My concerns have prompted me to share this column space with Titikaveka Puna leader Alistair Macquarie who is advocating nationwide vaccination as the minimum prerequisite before the two-way bubble commences. Alistair has been tireless at leading the Titikaveka Puna and is regarded to be one of the most outstanding Puna leaders on Rarotonga.

Macquarie says: “Greater improvement in contact tracing, with a huge improvement in participation and support from our people is needed to make it effective should there be an outbreak.”

Quoting from an Emergency Management Cook Islands (EMCI) and Puna island-wide survey in 2020, Macquarie stated the Rarotonga population was 10,095. Of this 5180 are in the workforce. He understands that the CookSafe system is averaging 1200 daily scans between Monday to Friday. The weekend scans at major outlets are very poor despite registering between 800 to 1000 customers each – only about four percent of customers are actually scanning. According to a Puna survey, 2500 people were customers of three shops on a Sunday and that Sunday showed only 200 scans for the whole island.

This is especially concerning when contact tracing is all about tracing a community’s movements.

Macquarie says the business sector is not being supportive enough of the CookSafe system otherwise the employers would be making sure that all their workers are scanning and using the system that in the end is going to help us prepare for the opening of a travel bubble.

“We should be asking who is swiping, is it just shoppers at some of the major outlets, some major businesses have refused to install the CookSafe system, so is this really reflective that we are all in this together? And I believe this shows we are not ready for a two-way bubble however much our economy desperately needs it.”

Macquarie added that in the Quarantine Free Travel Two-Way Travel information sheet issued by government there are 16 required outputs in the pathway to achieve two-way travel. Four of the outputs have been ticked as being achieved. The public need to be informed what is happening with the remaining 12 outputs that need to be achieved before we commence a two-way travel bubble?

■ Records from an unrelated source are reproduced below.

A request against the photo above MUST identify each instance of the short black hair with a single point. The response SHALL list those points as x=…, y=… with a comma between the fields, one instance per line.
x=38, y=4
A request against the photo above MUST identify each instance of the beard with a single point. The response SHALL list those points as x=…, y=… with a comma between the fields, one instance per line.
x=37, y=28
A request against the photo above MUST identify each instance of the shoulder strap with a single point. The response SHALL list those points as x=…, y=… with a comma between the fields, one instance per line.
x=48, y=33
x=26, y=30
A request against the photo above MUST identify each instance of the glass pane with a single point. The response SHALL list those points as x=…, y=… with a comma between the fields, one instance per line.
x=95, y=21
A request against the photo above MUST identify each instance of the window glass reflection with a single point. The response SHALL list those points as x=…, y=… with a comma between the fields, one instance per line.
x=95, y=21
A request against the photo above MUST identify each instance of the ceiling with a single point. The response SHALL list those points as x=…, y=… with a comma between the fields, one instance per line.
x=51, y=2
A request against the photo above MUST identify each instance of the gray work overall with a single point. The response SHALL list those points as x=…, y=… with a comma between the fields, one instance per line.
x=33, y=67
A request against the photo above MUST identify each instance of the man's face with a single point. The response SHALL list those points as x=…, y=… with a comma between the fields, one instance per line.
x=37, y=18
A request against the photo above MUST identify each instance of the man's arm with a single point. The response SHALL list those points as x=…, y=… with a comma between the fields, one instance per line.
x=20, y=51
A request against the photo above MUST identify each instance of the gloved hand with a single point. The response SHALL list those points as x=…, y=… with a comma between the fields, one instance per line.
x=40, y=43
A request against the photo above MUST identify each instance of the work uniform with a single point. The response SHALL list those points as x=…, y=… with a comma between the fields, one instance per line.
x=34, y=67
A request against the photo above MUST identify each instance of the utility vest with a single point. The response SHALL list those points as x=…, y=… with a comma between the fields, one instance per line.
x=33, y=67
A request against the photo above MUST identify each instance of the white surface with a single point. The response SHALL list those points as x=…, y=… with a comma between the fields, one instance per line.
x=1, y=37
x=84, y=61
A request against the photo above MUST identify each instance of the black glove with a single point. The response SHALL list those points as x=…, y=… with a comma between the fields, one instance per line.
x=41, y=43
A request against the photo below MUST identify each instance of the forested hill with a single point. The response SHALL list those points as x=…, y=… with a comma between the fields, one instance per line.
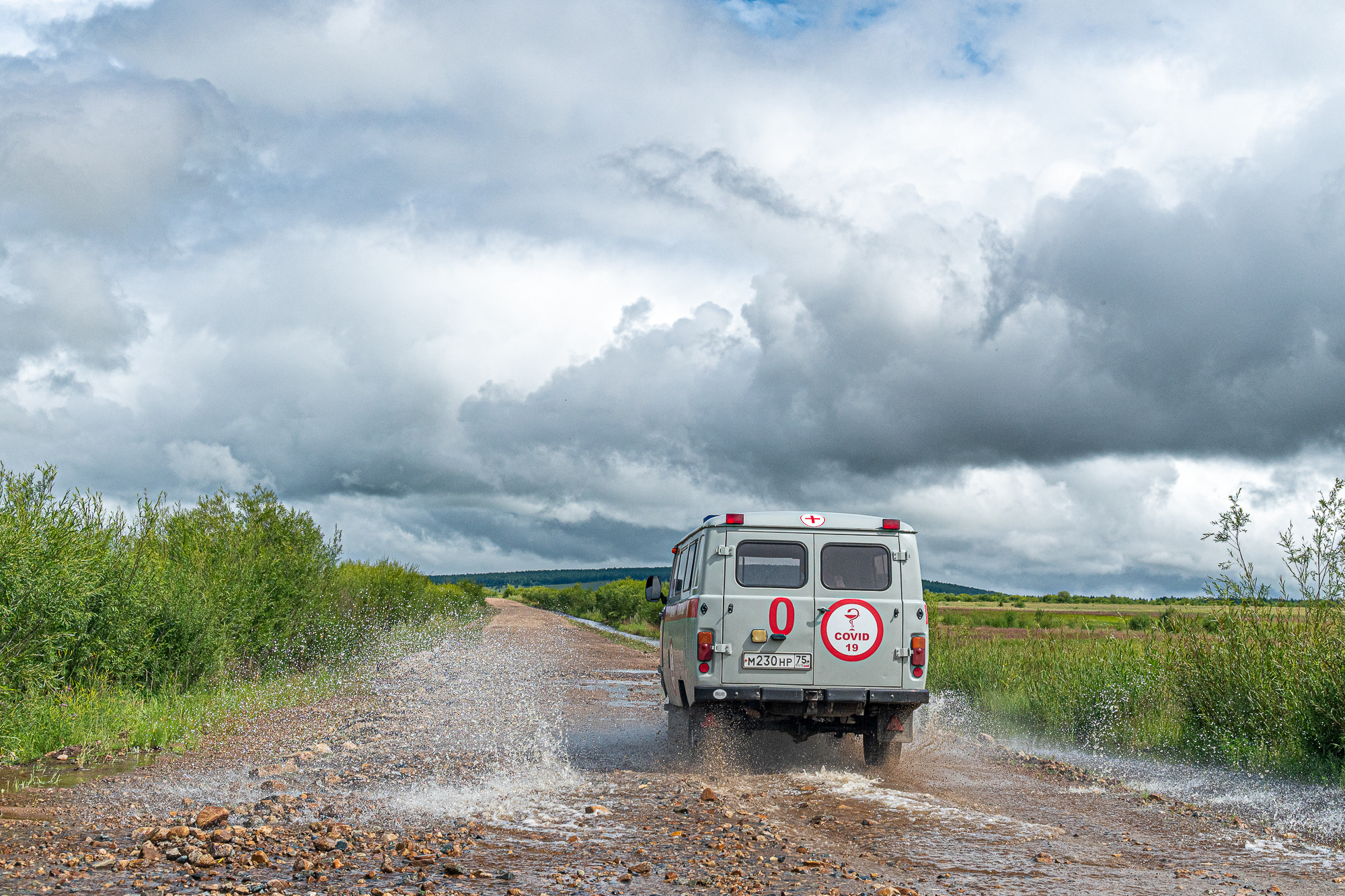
x=948, y=588
x=594, y=577
x=529, y=577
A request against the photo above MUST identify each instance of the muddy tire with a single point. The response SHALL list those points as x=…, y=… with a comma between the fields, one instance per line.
x=879, y=754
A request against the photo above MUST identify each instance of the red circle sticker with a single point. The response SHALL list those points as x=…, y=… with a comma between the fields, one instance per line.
x=852, y=630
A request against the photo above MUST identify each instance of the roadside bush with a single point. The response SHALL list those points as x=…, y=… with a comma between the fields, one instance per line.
x=623, y=603
x=174, y=596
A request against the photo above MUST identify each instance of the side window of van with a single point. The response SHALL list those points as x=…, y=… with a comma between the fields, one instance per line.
x=679, y=571
x=856, y=568
x=771, y=564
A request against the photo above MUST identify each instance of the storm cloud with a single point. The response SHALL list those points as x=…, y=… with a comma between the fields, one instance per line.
x=528, y=284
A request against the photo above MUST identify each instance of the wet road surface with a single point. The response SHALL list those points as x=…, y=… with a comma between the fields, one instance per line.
x=531, y=756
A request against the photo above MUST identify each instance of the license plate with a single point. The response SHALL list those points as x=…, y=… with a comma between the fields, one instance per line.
x=778, y=661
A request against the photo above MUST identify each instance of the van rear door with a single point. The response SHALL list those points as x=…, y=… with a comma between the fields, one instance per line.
x=769, y=588
x=860, y=611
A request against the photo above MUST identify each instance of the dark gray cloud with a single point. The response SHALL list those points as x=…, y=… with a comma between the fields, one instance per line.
x=545, y=283
x=1110, y=325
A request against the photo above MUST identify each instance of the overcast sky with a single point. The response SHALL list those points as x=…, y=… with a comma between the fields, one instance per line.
x=531, y=284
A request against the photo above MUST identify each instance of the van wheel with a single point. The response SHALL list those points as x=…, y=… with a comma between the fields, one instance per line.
x=880, y=754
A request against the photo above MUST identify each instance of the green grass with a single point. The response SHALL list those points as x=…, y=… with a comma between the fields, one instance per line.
x=1089, y=692
x=1250, y=686
x=107, y=719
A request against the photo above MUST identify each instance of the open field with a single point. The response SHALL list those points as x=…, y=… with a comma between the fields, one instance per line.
x=532, y=758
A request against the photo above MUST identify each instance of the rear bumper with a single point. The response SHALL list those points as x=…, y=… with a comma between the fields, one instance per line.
x=765, y=693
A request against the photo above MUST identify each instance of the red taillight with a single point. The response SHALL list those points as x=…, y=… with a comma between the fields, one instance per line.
x=705, y=647
x=918, y=650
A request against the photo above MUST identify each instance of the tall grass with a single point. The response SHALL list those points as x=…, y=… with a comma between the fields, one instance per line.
x=1256, y=685
x=1098, y=693
x=147, y=607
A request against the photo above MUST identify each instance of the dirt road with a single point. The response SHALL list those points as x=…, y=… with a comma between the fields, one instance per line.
x=531, y=756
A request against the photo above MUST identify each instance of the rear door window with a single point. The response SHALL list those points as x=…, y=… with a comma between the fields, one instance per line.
x=856, y=568
x=771, y=564
x=679, y=572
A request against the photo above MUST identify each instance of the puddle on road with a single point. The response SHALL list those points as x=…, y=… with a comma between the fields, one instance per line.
x=67, y=775
x=1260, y=799
x=926, y=809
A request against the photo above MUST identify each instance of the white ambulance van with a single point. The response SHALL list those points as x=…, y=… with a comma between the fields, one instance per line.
x=808, y=623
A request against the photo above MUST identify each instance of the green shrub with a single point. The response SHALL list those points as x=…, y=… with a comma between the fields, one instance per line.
x=174, y=596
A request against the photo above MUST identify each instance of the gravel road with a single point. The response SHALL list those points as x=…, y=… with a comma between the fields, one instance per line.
x=529, y=756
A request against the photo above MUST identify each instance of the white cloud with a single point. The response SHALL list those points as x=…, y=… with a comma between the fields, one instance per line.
x=1051, y=279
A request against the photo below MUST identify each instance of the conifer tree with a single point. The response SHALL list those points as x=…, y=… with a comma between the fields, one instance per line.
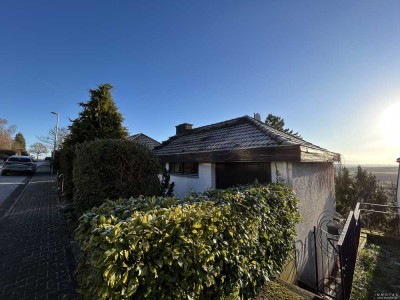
x=99, y=118
x=19, y=142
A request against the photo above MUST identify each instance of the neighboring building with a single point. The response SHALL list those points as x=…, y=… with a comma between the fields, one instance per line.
x=240, y=150
x=145, y=140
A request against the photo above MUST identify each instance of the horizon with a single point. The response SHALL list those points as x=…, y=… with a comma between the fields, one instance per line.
x=329, y=69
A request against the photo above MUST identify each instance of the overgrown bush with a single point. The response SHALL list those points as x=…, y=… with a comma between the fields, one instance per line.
x=112, y=169
x=223, y=244
x=67, y=156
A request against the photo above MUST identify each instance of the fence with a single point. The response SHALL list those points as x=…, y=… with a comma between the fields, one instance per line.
x=380, y=219
x=336, y=245
x=348, y=246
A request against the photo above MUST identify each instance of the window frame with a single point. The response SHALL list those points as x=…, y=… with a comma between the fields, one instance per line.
x=182, y=169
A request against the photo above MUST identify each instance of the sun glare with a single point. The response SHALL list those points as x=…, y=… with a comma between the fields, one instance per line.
x=390, y=124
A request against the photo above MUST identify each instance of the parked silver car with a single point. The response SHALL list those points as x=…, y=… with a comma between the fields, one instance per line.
x=19, y=164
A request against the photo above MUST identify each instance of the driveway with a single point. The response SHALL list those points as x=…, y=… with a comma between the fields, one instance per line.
x=11, y=185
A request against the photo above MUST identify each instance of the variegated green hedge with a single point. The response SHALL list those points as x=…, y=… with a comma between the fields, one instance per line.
x=223, y=244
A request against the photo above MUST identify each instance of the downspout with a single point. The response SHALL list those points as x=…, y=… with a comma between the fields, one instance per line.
x=397, y=193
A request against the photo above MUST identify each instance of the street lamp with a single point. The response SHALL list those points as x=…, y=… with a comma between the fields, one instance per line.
x=55, y=143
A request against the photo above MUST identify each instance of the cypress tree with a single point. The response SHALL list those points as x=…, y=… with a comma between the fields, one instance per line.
x=99, y=118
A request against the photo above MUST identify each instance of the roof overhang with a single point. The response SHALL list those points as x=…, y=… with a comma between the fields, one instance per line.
x=292, y=153
x=315, y=155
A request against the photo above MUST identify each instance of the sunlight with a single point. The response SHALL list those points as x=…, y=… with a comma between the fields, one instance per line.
x=390, y=124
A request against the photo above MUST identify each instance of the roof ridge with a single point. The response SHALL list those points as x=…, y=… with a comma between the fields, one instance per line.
x=290, y=139
x=282, y=140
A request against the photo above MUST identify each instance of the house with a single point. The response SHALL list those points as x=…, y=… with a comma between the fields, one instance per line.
x=244, y=149
x=145, y=140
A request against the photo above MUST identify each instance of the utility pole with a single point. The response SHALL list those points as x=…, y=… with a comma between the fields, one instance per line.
x=55, y=142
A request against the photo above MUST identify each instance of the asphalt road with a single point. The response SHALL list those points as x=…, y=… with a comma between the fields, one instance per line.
x=12, y=182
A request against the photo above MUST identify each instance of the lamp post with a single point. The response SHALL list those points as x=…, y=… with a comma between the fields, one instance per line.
x=55, y=143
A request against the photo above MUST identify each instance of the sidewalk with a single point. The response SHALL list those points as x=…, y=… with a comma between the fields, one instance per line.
x=33, y=245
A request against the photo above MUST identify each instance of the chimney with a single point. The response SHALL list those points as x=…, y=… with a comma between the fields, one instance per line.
x=182, y=128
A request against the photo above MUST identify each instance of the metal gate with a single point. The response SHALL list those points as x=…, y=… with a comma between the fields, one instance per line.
x=336, y=244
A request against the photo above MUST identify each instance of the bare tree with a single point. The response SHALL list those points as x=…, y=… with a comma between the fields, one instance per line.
x=38, y=149
x=48, y=139
x=6, y=132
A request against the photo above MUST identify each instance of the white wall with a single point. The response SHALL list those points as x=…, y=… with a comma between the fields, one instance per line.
x=398, y=192
x=187, y=183
x=314, y=185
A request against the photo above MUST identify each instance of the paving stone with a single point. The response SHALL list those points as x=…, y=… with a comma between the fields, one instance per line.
x=33, y=242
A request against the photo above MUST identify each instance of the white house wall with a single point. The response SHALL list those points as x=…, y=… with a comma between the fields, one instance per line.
x=186, y=183
x=315, y=187
x=398, y=192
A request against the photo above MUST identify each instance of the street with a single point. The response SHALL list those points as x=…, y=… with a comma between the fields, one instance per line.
x=9, y=183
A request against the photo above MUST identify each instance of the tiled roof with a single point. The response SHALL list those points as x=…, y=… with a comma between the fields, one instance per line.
x=240, y=133
x=145, y=140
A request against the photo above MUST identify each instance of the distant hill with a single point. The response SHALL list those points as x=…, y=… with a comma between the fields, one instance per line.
x=386, y=174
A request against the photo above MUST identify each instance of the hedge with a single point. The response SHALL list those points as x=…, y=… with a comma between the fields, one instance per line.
x=223, y=244
x=113, y=169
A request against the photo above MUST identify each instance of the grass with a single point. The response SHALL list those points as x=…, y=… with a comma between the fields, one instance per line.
x=275, y=291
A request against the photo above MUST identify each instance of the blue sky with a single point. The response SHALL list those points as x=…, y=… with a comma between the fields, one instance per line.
x=331, y=69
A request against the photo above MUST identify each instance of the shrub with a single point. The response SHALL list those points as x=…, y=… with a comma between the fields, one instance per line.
x=217, y=245
x=67, y=156
x=112, y=169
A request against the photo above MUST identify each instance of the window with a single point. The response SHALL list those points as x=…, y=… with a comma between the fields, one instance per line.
x=184, y=168
x=232, y=174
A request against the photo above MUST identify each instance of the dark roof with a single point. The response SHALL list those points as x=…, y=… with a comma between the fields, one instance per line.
x=238, y=134
x=144, y=140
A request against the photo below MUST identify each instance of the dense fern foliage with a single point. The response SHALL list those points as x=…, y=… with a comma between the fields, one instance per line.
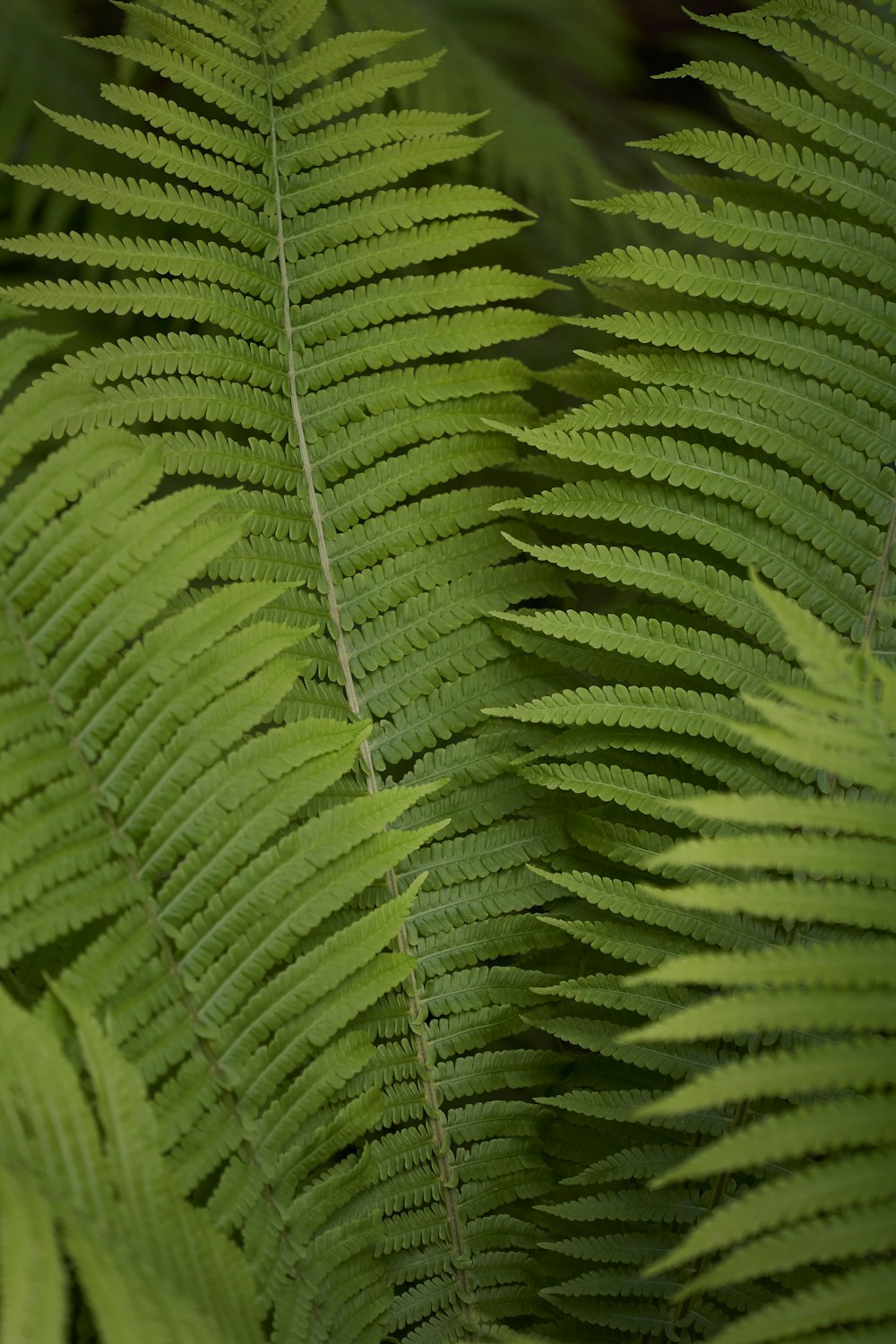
x=814, y=1177
x=745, y=419
x=155, y=868
x=381, y=960
x=336, y=383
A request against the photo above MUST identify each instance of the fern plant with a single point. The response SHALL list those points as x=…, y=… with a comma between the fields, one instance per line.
x=322, y=358
x=743, y=419
x=815, y=1191
x=160, y=870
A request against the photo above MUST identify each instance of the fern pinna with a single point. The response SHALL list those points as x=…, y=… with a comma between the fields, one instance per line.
x=745, y=419
x=159, y=870
x=336, y=384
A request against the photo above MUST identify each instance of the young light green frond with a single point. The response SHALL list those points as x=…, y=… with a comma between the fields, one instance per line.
x=745, y=416
x=180, y=870
x=85, y=1185
x=327, y=351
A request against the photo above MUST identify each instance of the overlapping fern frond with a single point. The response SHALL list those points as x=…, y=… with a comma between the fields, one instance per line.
x=161, y=870
x=747, y=422
x=83, y=1180
x=815, y=1204
x=324, y=355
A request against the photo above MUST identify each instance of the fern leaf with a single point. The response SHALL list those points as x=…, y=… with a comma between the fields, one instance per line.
x=742, y=418
x=331, y=360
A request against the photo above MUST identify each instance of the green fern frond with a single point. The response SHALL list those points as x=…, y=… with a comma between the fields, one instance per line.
x=83, y=1180
x=743, y=422
x=160, y=865
x=325, y=355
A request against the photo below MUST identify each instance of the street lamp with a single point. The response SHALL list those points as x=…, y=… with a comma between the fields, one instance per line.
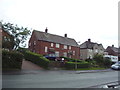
x=77, y=53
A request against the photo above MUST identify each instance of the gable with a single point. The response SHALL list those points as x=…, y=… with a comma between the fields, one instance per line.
x=54, y=38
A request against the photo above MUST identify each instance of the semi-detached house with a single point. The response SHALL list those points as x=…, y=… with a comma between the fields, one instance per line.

Following the advice of a recent inspection visit by University of Auckland specialists of health systems, capacity and procedures it was decided that isolation units would not be set up in the 10 village Puna as this would place far too great a burden on both community and TMO resources, explained Macquarie. “The recommendation was for a centralised mass quarantine facility (managed isolation quarantine – MIQ). So an important question is this; where is this central quarantine facility going to be set up, where is the equipment for it…like bedding and personal hygiene facilities, catering and so on.”

“If a planeload comes in and there is one person aboard who turns out to be infected, everyone that travelled on that plane goes into MIQ – we don’t even have that facility ready.

“The coronavirus is going to keep wreaking havoc until everyone is vaccinated, and the vaccine is what needs to happen for our people at home. All the aforementioned concerns also have to be met. Remember two vaccine doses are needed two weeks apart – we need to start now.”